IQBG - The IQ Business Group, Inc
- Company type: Private
- Industry: Software
- Headquarters: McLean, Virginia, U.S.
- Area served: Worldwide
- Key people: Eric Wadsworth (Chairman &CEO);
- Number of employees: 100 (2012)
- Website: iqbginc.com

= IQ Business Group =

The iQ Business Group (IQBG) is an American multinational corporation that provides record management software systems. It is headquartered in McLean, Virginia.

The company provides enterprise information management (EIM) to highly-regulated industries and the public sector. The company also specializes in enterprise content management (ECM), records management (RM), business process and customer experience management, information exchange, and discovery systems.

==History==
The company was Founded in 1998 in Virginia.

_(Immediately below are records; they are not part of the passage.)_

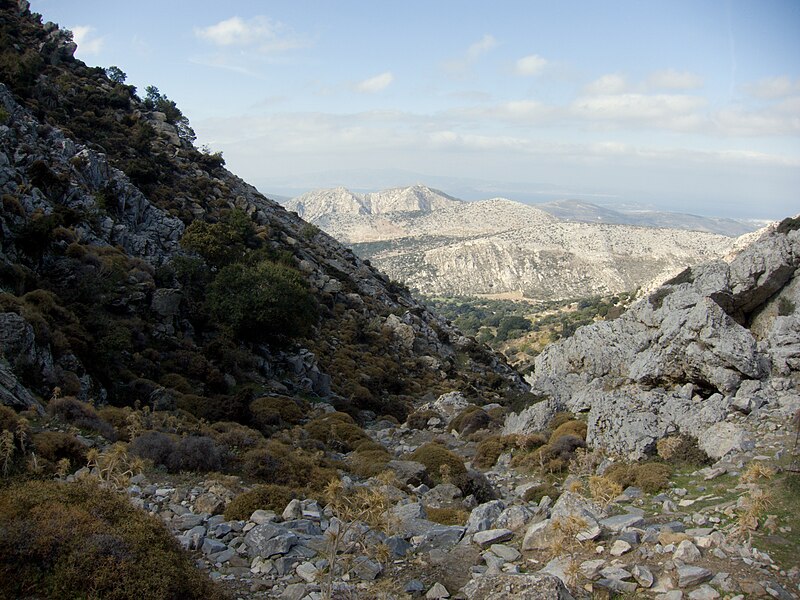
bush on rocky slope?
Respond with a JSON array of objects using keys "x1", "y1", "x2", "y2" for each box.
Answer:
[{"x1": 0, "y1": 481, "x2": 225, "y2": 600}]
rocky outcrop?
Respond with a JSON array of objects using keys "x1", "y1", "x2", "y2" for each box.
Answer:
[
  {"x1": 287, "y1": 186, "x2": 733, "y2": 299},
  {"x1": 505, "y1": 219, "x2": 800, "y2": 458},
  {"x1": 463, "y1": 573, "x2": 573, "y2": 600},
  {"x1": 0, "y1": 5, "x2": 527, "y2": 418}
]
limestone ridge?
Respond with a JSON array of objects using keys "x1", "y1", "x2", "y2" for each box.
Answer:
[
  {"x1": 505, "y1": 218, "x2": 800, "y2": 458},
  {"x1": 0, "y1": 3, "x2": 527, "y2": 419},
  {"x1": 286, "y1": 186, "x2": 734, "y2": 299}
]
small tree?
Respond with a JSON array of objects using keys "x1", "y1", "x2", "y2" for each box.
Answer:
[
  {"x1": 143, "y1": 85, "x2": 197, "y2": 144},
  {"x1": 208, "y1": 260, "x2": 317, "y2": 340},
  {"x1": 106, "y1": 65, "x2": 128, "y2": 84}
]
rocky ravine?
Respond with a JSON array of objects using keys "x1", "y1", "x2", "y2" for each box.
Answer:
[
  {"x1": 90, "y1": 219, "x2": 800, "y2": 600},
  {"x1": 505, "y1": 219, "x2": 800, "y2": 458},
  {"x1": 83, "y1": 384, "x2": 800, "y2": 600},
  {"x1": 286, "y1": 186, "x2": 733, "y2": 299}
]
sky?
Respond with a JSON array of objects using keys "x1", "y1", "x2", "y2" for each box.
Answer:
[{"x1": 31, "y1": 0, "x2": 800, "y2": 219}]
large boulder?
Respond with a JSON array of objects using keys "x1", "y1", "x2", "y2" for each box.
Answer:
[{"x1": 504, "y1": 218, "x2": 800, "y2": 458}]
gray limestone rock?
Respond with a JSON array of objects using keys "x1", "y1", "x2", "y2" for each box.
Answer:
[
  {"x1": 244, "y1": 523, "x2": 299, "y2": 558},
  {"x1": 504, "y1": 224, "x2": 800, "y2": 459},
  {"x1": 461, "y1": 573, "x2": 574, "y2": 600},
  {"x1": 422, "y1": 483, "x2": 463, "y2": 508},
  {"x1": 472, "y1": 529, "x2": 514, "y2": 548},
  {"x1": 465, "y1": 500, "x2": 505, "y2": 535},
  {"x1": 678, "y1": 565, "x2": 714, "y2": 588},
  {"x1": 631, "y1": 565, "x2": 655, "y2": 588},
  {"x1": 600, "y1": 514, "x2": 644, "y2": 533},
  {"x1": 425, "y1": 581, "x2": 450, "y2": 600},
  {"x1": 411, "y1": 525, "x2": 464, "y2": 552}
]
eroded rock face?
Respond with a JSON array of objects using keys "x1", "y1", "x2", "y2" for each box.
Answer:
[{"x1": 505, "y1": 219, "x2": 800, "y2": 458}]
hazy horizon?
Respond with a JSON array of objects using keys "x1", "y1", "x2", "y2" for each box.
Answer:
[{"x1": 31, "y1": 0, "x2": 800, "y2": 219}]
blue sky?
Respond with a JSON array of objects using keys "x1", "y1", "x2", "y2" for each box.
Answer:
[{"x1": 31, "y1": 0, "x2": 800, "y2": 218}]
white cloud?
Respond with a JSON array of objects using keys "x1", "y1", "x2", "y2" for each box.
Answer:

In June 2012, IQBG was awarded a $53 million Software as a Service (Saas) contract from the United States Department of the Interior (DOI) to provide an information governance system. Known as the eMail, Enterprise Records, and Document Management System (eERDMS), the solution developed by the Department and supported by IQBG captures and auto-classifies (stores in folders according to subject) 75 million e-mails per month and drives compliance towards Presidential Directive M-12-18, signed by President Barack Obama in 2011, requiring that “Federal agencies will manage both permanent and temporary email records in an accessible electronic format” by 2016.